There is a lot of misunderstanding around information governance and what it really entails. Below are a few common misconceptions about IG and an explanation of the true state of IG.
Information Governance is Too Hard
Information Governance is exactly what it sounds like -- an integrated program that:
- values business information as company assets
- employs physical, technical and administrative safeguards to protect and manage information assets
- educates and trains personnel
- uses metrics to measure and improve performance. It can be run “in-house,” by a Chief Privacy Officer (CPO), a Chief Information Security Officer (CISO) a Chief Information Officer (CIO) or any combination, or it can be outsourced.
In any case, the essential principles of any good information governance Program are well-established and follow common sense:
- Identify what information assets you have, and assess your business risk for using them
- Protect the information with reasonable care
- Detect any potential compromise
- Restore your systems & processes to operational status
- Recover, mitigating any harm, and go forward profitably.
Information governance requires thought, planning and execution, as one would expect of any significant business activity. But, like other acts of good corporate governance, it merely requires commercially reasonable action that amounts to due care for the company’s assets.
Information Governance is Too Expensive
Small and mid-size firms sometimes believe – incorrectly – that they “cannot afford to pay for compliance.” Yet, according to a recent study, the cost of non-compliance is almost three times the cost of compliance. And, like many other business functions and processes, Information Governance can be effectively outsourced, at greatly reduced cost.
Another mistake made by small and mid-size businesses is to simply leave information governance to the IT department. Yet, it is virtually impossible for the IT dept. to have the legal, regulatory and cybersecurity knowledge -- or the decision-making authority -- necessary to implement an information governance program, across the company. Information governance is an enterprise risk management function that must be overseen by the C-suite or the board, and taken as seriously as the company takes finance and operations.
While some businesses may be tempted to simply add these duties to the existing portfolio of the general counsel or chief financial officer, this is impractical unless these individuals have extensive training or subject matter expertise in data privacy and/or cybersecurity.
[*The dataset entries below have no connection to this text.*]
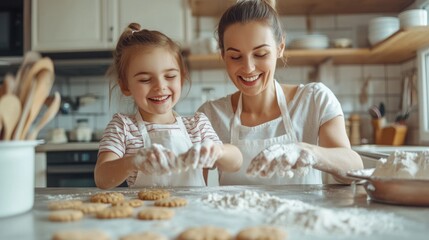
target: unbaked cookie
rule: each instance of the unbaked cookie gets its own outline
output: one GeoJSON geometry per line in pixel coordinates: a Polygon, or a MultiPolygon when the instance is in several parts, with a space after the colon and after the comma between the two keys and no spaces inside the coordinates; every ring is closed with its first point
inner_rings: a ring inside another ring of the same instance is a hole
{"type": "Polygon", "coordinates": [[[110,237],[97,229],[63,230],[54,233],[52,240],[109,240],[110,237]]]}
{"type": "Polygon", "coordinates": [[[127,218],[133,215],[133,208],[129,206],[116,206],[105,208],[96,213],[97,218],[109,219],[109,218],[127,218]]]}
{"type": "Polygon", "coordinates": [[[142,220],[167,220],[174,216],[174,211],[168,208],[149,207],[141,210],[137,218],[142,220]]]}
{"type": "Polygon", "coordinates": [[[237,240],[284,240],[287,239],[285,230],[274,226],[249,227],[241,230],[237,240]]]}
{"type": "Polygon", "coordinates": [[[82,201],[80,200],[60,200],[60,201],[49,202],[48,209],[49,210],[74,209],[80,205],[82,205],[82,201]]]}
{"type": "Polygon", "coordinates": [[[231,234],[220,227],[191,227],[180,233],[177,240],[230,240],[231,234]]]}
{"type": "Polygon", "coordinates": [[[170,197],[155,201],[155,206],[158,207],[182,207],[188,204],[188,201],[180,197],[170,197]]]}
{"type": "Polygon", "coordinates": [[[131,233],[121,237],[119,240],[167,240],[167,238],[158,233],[144,232],[144,233],[131,233]]]}
{"type": "Polygon", "coordinates": [[[143,206],[144,202],[140,199],[131,199],[123,202],[112,203],[112,206],[129,206],[133,208],[143,206]]]}
{"type": "Polygon", "coordinates": [[[73,222],[80,220],[83,213],[79,210],[57,210],[49,213],[49,220],[52,222],[73,222]]]}
{"type": "Polygon", "coordinates": [[[145,189],[138,193],[141,200],[159,200],[170,197],[170,192],[164,189],[145,189]]]}
{"type": "Polygon", "coordinates": [[[102,192],[91,197],[91,202],[96,203],[117,203],[124,201],[124,195],[119,192],[102,192]]]}
{"type": "Polygon", "coordinates": [[[76,210],[82,211],[84,214],[91,214],[101,211],[109,207],[106,203],[83,203],[80,206],[75,207],[76,210]]]}

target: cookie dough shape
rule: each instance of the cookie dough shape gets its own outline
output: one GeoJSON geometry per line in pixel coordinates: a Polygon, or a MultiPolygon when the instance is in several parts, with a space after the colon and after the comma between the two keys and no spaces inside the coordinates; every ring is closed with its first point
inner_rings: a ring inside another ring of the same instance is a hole
{"type": "Polygon", "coordinates": [[[83,203],[75,209],[82,211],[84,214],[92,214],[109,207],[106,203],[83,203]]]}
{"type": "Polygon", "coordinates": [[[149,207],[141,210],[137,218],[141,220],[168,220],[174,216],[174,211],[168,208],[149,207]]]}
{"type": "Polygon", "coordinates": [[[62,230],[54,233],[52,240],[109,240],[110,237],[97,229],[62,230]]]}
{"type": "Polygon", "coordinates": [[[129,206],[133,208],[143,206],[144,202],[140,199],[131,199],[123,202],[112,203],[112,206],[129,206]]]}
{"type": "Polygon", "coordinates": [[[118,203],[124,199],[124,195],[119,192],[102,192],[91,196],[91,202],[95,203],[118,203]]]}
{"type": "Polygon", "coordinates": [[[78,206],[82,205],[82,201],[80,200],[60,200],[53,201],[48,203],[49,210],[64,210],[64,209],[74,209],[78,206]]]}
{"type": "Polygon", "coordinates": [[[231,234],[214,226],[191,227],[180,233],[177,240],[230,240],[231,234]]]}
{"type": "Polygon", "coordinates": [[[138,193],[141,200],[160,200],[170,197],[170,192],[164,189],[146,189],[138,193]]]}
{"type": "Polygon", "coordinates": [[[52,222],[73,222],[82,219],[83,213],[79,210],[57,210],[49,213],[49,221],[52,222]]]}
{"type": "Polygon", "coordinates": [[[121,237],[119,240],[167,240],[167,238],[158,233],[144,232],[144,233],[131,233],[121,237]]]}
{"type": "Polygon", "coordinates": [[[129,206],[116,206],[105,208],[96,213],[99,219],[111,219],[111,218],[127,218],[133,215],[133,208],[129,206]]]}
{"type": "Polygon", "coordinates": [[[285,240],[287,233],[285,230],[275,226],[256,226],[241,230],[236,240],[285,240]]]}
{"type": "Polygon", "coordinates": [[[183,207],[188,204],[188,201],[180,197],[170,197],[155,201],[157,207],[183,207]]]}

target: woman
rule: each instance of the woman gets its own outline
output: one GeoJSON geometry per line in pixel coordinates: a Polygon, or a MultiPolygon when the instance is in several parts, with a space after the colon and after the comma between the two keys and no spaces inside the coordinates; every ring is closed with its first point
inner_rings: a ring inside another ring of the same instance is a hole
{"type": "Polygon", "coordinates": [[[363,164],[350,148],[334,94],[322,83],[280,85],[274,79],[285,39],[272,6],[264,0],[239,1],[219,21],[219,49],[238,92],[206,102],[198,111],[224,143],[243,154],[240,171],[220,172],[219,182],[320,184],[323,171],[349,183],[345,173],[363,164]]]}

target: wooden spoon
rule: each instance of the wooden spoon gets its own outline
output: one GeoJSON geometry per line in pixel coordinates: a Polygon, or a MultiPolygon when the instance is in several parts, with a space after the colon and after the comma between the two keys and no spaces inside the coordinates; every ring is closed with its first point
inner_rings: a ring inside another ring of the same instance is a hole
{"type": "Polygon", "coordinates": [[[20,87],[22,79],[26,77],[31,66],[41,58],[42,56],[38,52],[30,51],[25,54],[24,60],[16,73],[16,87],[14,90],[16,93],[19,91],[18,87],[20,87]]]}
{"type": "Polygon", "coordinates": [[[29,91],[30,86],[31,86],[31,82],[33,81],[35,76],[37,74],[39,74],[39,72],[44,70],[44,69],[48,70],[51,73],[54,72],[54,64],[50,58],[45,57],[45,58],[42,58],[39,61],[35,62],[34,65],[28,71],[28,73],[25,75],[25,77],[21,79],[21,81],[22,81],[20,83],[21,88],[20,88],[19,94],[18,94],[21,102],[25,101],[27,94],[28,94],[28,91],[29,91]]]}
{"type": "Polygon", "coordinates": [[[15,132],[13,133],[13,140],[21,140],[22,130],[24,128],[25,122],[27,121],[28,114],[30,112],[31,104],[34,99],[34,92],[36,90],[36,82],[32,82],[30,86],[30,90],[27,94],[27,98],[21,104],[22,106],[22,114],[19,119],[18,125],[15,128],[15,132]]]}
{"type": "MultiPolygon", "coordinates": [[[[35,63],[37,64],[37,63],[35,63]]],[[[30,112],[24,124],[24,129],[21,133],[21,139],[25,139],[27,132],[36,119],[43,106],[45,99],[49,96],[52,85],[54,83],[53,72],[47,69],[42,69],[36,76],[36,89],[34,92],[33,102],[31,103],[30,112]]]]}
{"type": "Polygon", "coordinates": [[[3,122],[3,140],[10,140],[13,130],[21,116],[21,102],[13,94],[6,94],[0,98],[0,118],[3,122]]]}
{"type": "Polygon", "coordinates": [[[40,130],[49,122],[52,118],[55,117],[58,110],[60,109],[60,103],[61,103],[61,96],[59,92],[55,92],[54,99],[50,103],[48,109],[46,110],[43,117],[40,119],[40,121],[36,124],[36,127],[31,131],[31,133],[28,135],[27,140],[35,140],[37,137],[37,134],[39,134],[40,130]]]}

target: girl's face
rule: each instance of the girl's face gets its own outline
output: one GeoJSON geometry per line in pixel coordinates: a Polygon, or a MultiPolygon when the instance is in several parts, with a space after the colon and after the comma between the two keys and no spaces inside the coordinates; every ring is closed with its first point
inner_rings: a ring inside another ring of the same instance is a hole
{"type": "Polygon", "coordinates": [[[258,21],[229,26],[223,41],[226,69],[238,90],[249,96],[265,90],[274,78],[284,43],[278,45],[271,28],[258,21]]]}
{"type": "Polygon", "coordinates": [[[182,89],[177,60],[163,47],[129,51],[128,86],[123,93],[134,98],[145,121],[171,122],[182,89]]]}

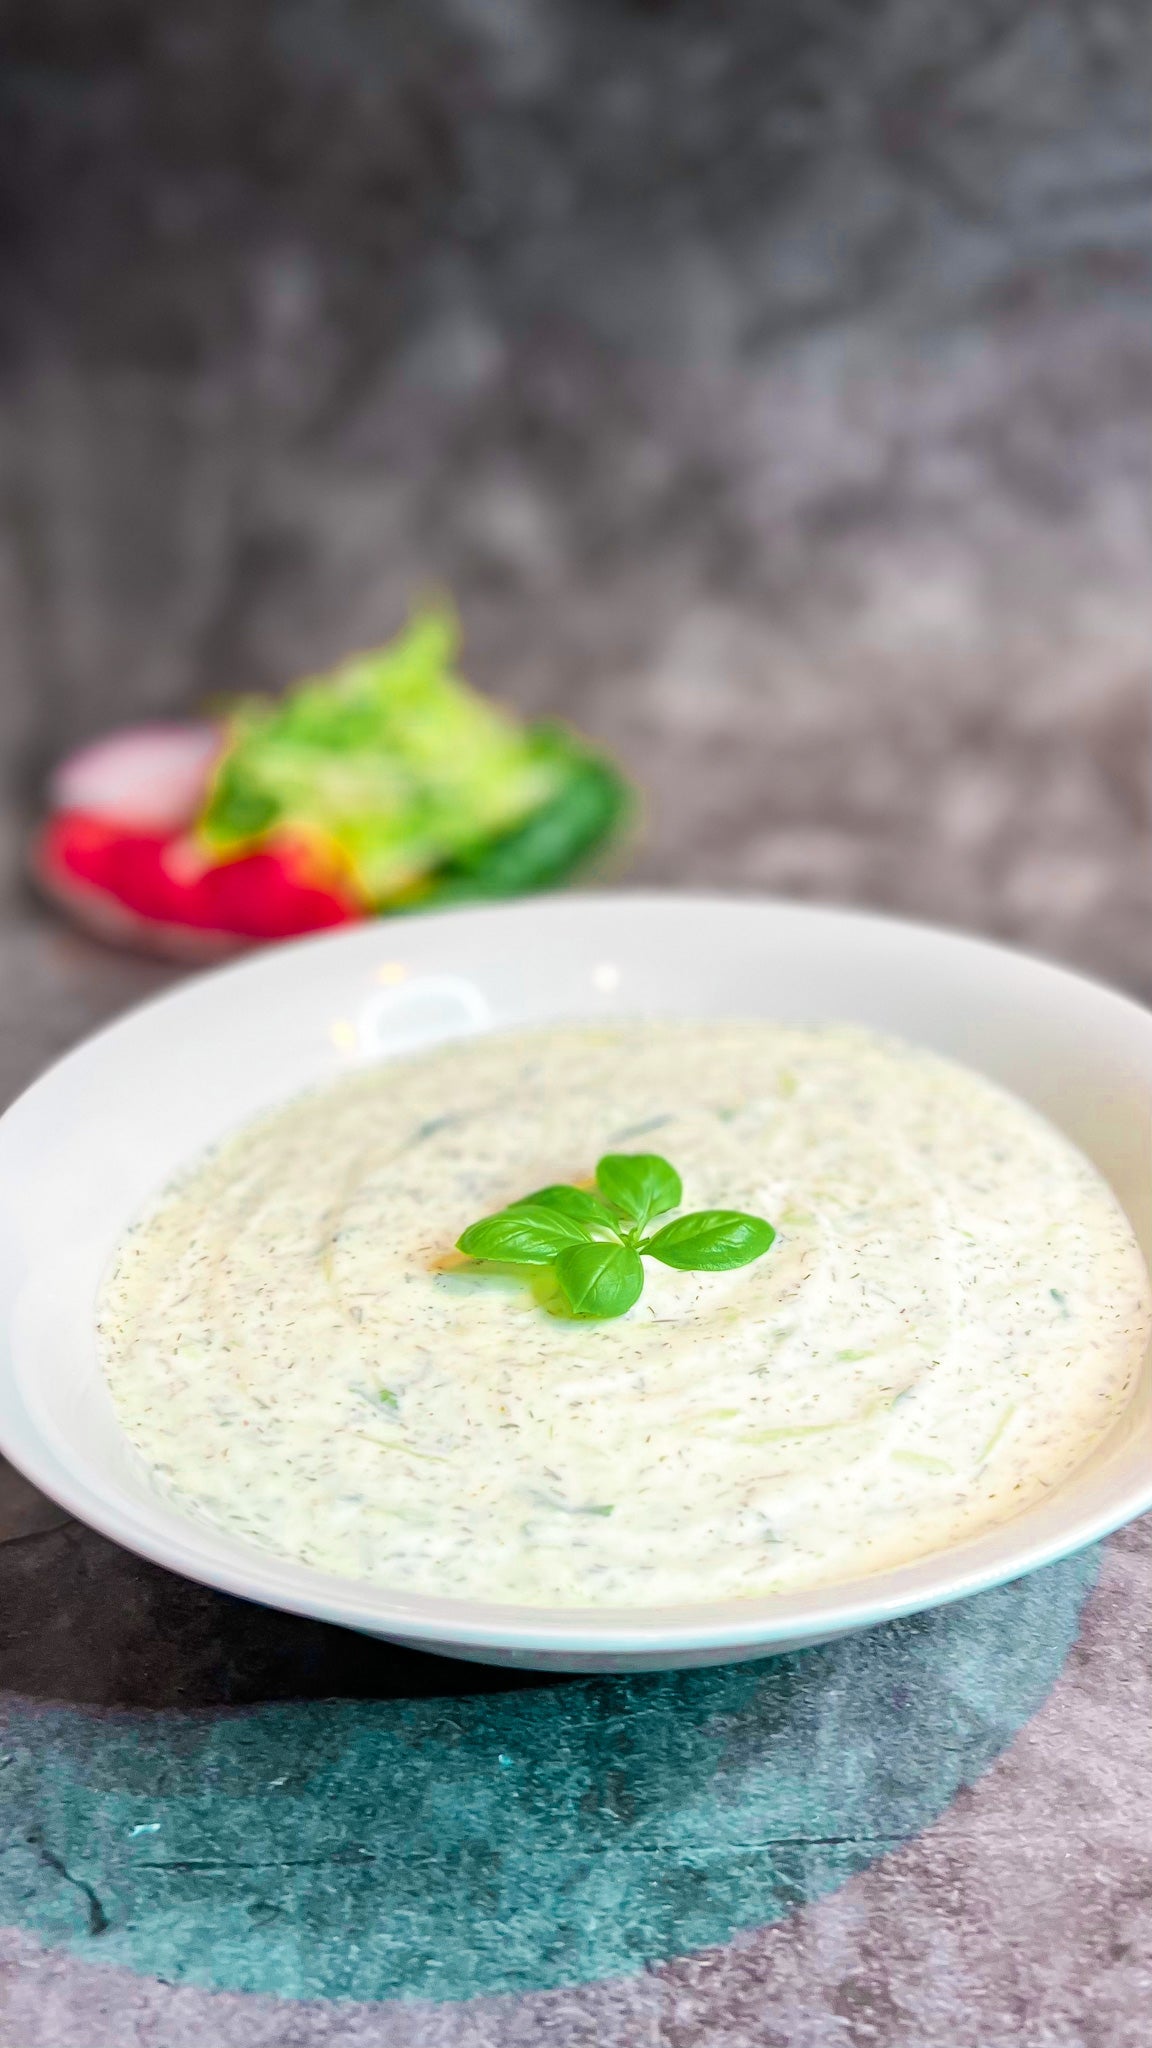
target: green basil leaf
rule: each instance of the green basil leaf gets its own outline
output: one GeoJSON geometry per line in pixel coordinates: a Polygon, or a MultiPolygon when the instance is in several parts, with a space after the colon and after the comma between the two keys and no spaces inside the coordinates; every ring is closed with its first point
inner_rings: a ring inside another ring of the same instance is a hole
{"type": "Polygon", "coordinates": [[[537,1188],[534,1195],[523,1195],[518,1202],[509,1202],[509,1209],[555,1209],[561,1216],[574,1216],[578,1223],[600,1223],[615,1229],[612,1211],[607,1202],[594,1195],[587,1188],[572,1188],[564,1185],[551,1188],[537,1188]]]}
{"type": "Polygon", "coordinates": [[[776,1232],[741,1209],[697,1209],[666,1223],[641,1249],[682,1273],[726,1273],[767,1251],[776,1232]]]}
{"type": "Polygon", "coordinates": [[[684,1199],[680,1175],[658,1152],[608,1152],[596,1168],[596,1181],[601,1194],[633,1223],[663,1216],[684,1199]]]}
{"type": "Polygon", "coordinates": [[[574,1316],[622,1316],[644,1289],[639,1255],[625,1244],[570,1245],[556,1278],[574,1316]]]}
{"type": "Polygon", "coordinates": [[[502,1209],[484,1216],[456,1240],[472,1259],[500,1259],[510,1266],[550,1266],[572,1245],[591,1242],[585,1226],[556,1209],[502,1209]]]}

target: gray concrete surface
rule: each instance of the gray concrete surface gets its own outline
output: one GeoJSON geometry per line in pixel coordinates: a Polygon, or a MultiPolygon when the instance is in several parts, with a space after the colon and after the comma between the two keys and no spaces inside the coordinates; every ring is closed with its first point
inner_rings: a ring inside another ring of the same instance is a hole
{"type": "MultiPolygon", "coordinates": [[[[168,974],[30,898],[51,760],[285,682],[431,584],[479,682],[643,785],[637,879],[885,906],[1152,995],[1142,0],[24,0],[0,37],[5,1098],[168,974]]],[[[0,1514],[29,1698],[444,1682],[167,1580],[14,1477],[0,1514]]],[[[100,2005],[20,1936],[0,2041],[1137,2048],[1146,1547],[1109,1570],[1007,1803],[884,1865],[887,1903],[515,2034],[107,1972],[100,2005]],[[1044,1787],[1104,1703],[1064,1855],[1044,1787]]]]}
{"type": "Polygon", "coordinates": [[[7,42],[17,802],[446,583],[477,678],[645,785],[638,875],[1152,986],[1141,0],[36,0],[7,42]]]}

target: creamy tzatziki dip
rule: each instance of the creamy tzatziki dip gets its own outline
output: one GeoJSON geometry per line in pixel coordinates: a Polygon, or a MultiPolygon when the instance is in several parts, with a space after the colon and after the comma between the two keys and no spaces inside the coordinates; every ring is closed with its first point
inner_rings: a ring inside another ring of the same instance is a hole
{"type": "Polygon", "coordinates": [[[978,1534],[1131,1389],[1149,1277],[1035,1111],[850,1026],[621,1022],[354,1073],[127,1236],[100,1332],[185,1507],[325,1571],[565,1607],[794,1591],[978,1534]],[[776,1227],[615,1320],[453,1251],[608,1151],[776,1227]]]}

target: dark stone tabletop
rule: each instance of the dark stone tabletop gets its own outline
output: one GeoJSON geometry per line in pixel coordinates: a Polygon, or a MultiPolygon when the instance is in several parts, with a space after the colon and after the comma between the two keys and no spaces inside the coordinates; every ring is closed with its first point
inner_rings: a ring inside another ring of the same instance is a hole
{"type": "MultiPolygon", "coordinates": [[[[628,876],[1152,995],[1140,0],[0,11],[0,1094],[172,970],[43,772],[447,585],[628,876]]],[[[2,2048],[1144,2048],[1152,1552],[521,1681],[0,1478],[2,2048]]]]}

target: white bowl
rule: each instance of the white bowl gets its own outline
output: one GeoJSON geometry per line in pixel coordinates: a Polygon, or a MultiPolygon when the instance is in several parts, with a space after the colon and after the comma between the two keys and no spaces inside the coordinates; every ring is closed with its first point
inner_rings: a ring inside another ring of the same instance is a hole
{"type": "Polygon", "coordinates": [[[1093,1159],[1152,1242],[1152,1014],[952,933],[792,904],[564,896],[308,939],[184,983],[61,1060],[0,1120],[0,1448],[83,1520],[251,1600],[494,1664],[621,1671],[798,1648],[955,1600],[1152,1506],[1152,1373],[1042,1505],[974,1541],[810,1593],[560,1610],[388,1591],[180,1512],[121,1432],[95,1301],[128,1221],[225,1131],[437,1039],[627,1014],[852,1019],[968,1061],[1093,1159]]]}

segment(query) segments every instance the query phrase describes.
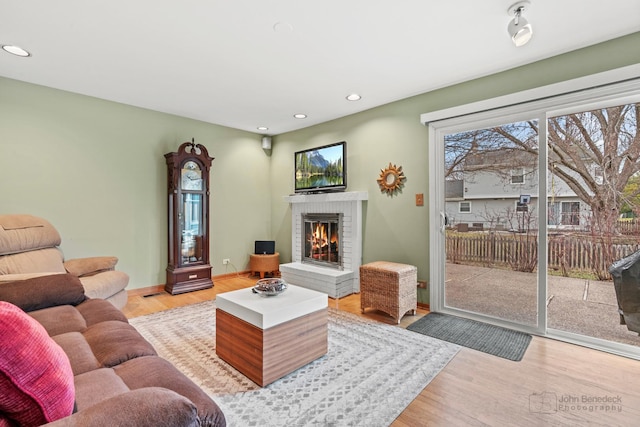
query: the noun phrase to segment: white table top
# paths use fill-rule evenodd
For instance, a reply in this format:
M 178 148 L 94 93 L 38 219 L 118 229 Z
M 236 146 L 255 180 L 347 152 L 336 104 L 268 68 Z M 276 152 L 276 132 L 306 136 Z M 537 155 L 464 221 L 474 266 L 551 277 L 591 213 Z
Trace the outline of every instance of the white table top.
M 224 292 L 216 296 L 216 307 L 261 329 L 313 313 L 329 305 L 325 293 L 287 285 L 280 295 L 263 297 L 251 288 Z

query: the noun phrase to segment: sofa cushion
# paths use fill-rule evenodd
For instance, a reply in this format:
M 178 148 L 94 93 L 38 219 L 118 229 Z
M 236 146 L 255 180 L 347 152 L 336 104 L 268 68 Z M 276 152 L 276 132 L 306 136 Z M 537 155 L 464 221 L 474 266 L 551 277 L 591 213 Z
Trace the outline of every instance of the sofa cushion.
M 129 275 L 122 271 L 103 271 L 94 276 L 80 278 L 84 292 L 89 298 L 109 298 L 122 291 L 129 284 Z
M 27 280 L 27 279 L 33 279 L 34 277 L 42 277 L 42 276 L 51 276 L 52 274 L 65 274 L 65 272 L 59 271 L 59 272 L 53 272 L 53 271 L 47 271 L 45 273 L 11 273 L 11 274 L 0 274 L 0 285 L 2 285 L 3 283 L 8 283 L 8 282 L 15 282 L 18 280 Z
M 47 331 L 17 306 L 0 301 L 0 412 L 23 426 L 73 412 L 69 358 Z
M 85 411 L 113 396 L 129 392 L 129 387 L 111 368 L 100 368 L 79 374 L 75 378 L 75 384 L 78 412 Z
M 59 246 L 60 234 L 44 218 L 0 215 L 0 255 Z
M 113 270 L 117 263 L 118 258 L 114 256 L 76 258 L 65 261 L 64 268 L 69 273 L 82 277 Z
M 191 379 L 161 357 L 138 357 L 115 366 L 113 370 L 131 390 L 163 387 L 185 396 L 198 408 L 201 426 L 226 424 L 220 407 Z
M 73 274 L 54 274 L 0 284 L 0 301 L 8 301 L 24 311 L 78 305 L 85 299 L 84 287 Z
M 102 367 L 110 368 L 129 359 L 155 356 L 154 348 L 130 324 L 107 320 L 82 333 Z
M 0 257 L 0 274 L 66 273 L 58 248 L 38 249 Z
M 82 315 L 87 326 L 106 320 L 118 320 L 120 322 L 129 323 L 127 316 L 118 310 L 113 304 L 103 299 L 89 299 L 82 304 L 76 306 L 76 310 Z
M 195 405 L 171 390 L 148 387 L 113 396 L 47 427 L 203 427 Z M 222 424 L 224 425 L 224 424 Z
M 86 304 L 86 302 L 83 304 Z M 81 305 L 82 304 L 80 304 L 80 306 Z M 87 322 L 82 316 L 82 313 L 71 305 L 59 305 L 57 307 L 30 311 L 29 316 L 44 326 L 51 336 L 64 334 L 66 332 L 83 332 L 87 329 Z
M 53 340 L 64 350 L 71 362 L 73 375 L 100 368 L 100 362 L 91 350 L 91 346 L 80 332 L 67 332 L 55 335 Z
M 89 326 L 108 320 L 129 323 L 120 310 L 102 299 L 88 299 L 75 307 L 60 305 L 30 311 L 29 315 L 44 326 L 51 336 L 84 332 Z

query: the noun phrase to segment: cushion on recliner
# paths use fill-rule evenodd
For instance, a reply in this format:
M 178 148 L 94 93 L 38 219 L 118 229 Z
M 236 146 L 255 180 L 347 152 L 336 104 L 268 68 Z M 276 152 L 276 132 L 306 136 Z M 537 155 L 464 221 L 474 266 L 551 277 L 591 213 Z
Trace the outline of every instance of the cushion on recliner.
M 21 426 L 71 415 L 75 388 L 69 358 L 20 308 L 0 301 L 0 412 Z
M 94 276 L 83 276 L 80 282 L 89 298 L 108 298 L 127 286 L 129 276 L 118 270 L 103 271 Z
M 64 268 L 78 277 L 93 275 L 102 271 L 113 270 L 118 263 L 114 256 L 96 256 L 89 258 L 69 259 L 64 262 Z
M 42 277 L 42 276 L 51 276 L 52 274 L 65 274 L 63 271 L 53 272 L 48 271 L 46 273 L 11 273 L 11 274 L 0 274 L 0 285 L 3 283 L 16 282 L 18 280 L 27 280 L 33 279 L 34 277 Z
M 59 246 L 62 239 L 49 221 L 33 215 L 0 215 L 0 255 Z
M 0 284 L 0 301 L 8 301 L 24 311 L 78 305 L 85 299 L 80 279 L 68 273 Z
M 66 273 L 58 248 L 38 249 L 0 257 L 0 274 Z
While it gives the appearance of dealing with these issues at the C-suite level, it really just overburdens an officer who is left without the resources necessary to fulfill the mandate.
Worst of all, many small to mid-size businesses just ignore the problem, hoping it will just go away. One in four small firms have little to no understanding of cybersecurity issues. This often ends in completely unnecessary disaster, and it is often not even due to malicious, outside “hackers.” Many times the culprit is a lost or stolen laptop, papers left in a public place by an employee, or a trusted vendor whose personnel discloses information that was entrusted to your business. A culture of privacy and security -- of information governance – is designed to help mitigate these concerns.
Information Governance is Not For Our Industry
Consumers and employees expect companies to safeguard their confidential, personal information, as the law requires, regardless of the industry.
Studies show that:
- almost 40 percent of consumers made buying decisions based upon privacy concerns
- 27 percent of millenials abandoned a purchase online because of security or privacy concerns
Class action lawsuits are commonly filed by consumers and employees whose personal information was revealed in a data breach. Regulators also regularly file and take other actions to protect the public and its information.
Whether it is competition for customers or for the best employees, or simply avoiding fines, penalties and the heavy costs of a data breach, a business that is good at Information Governance should perform better in the marketplace.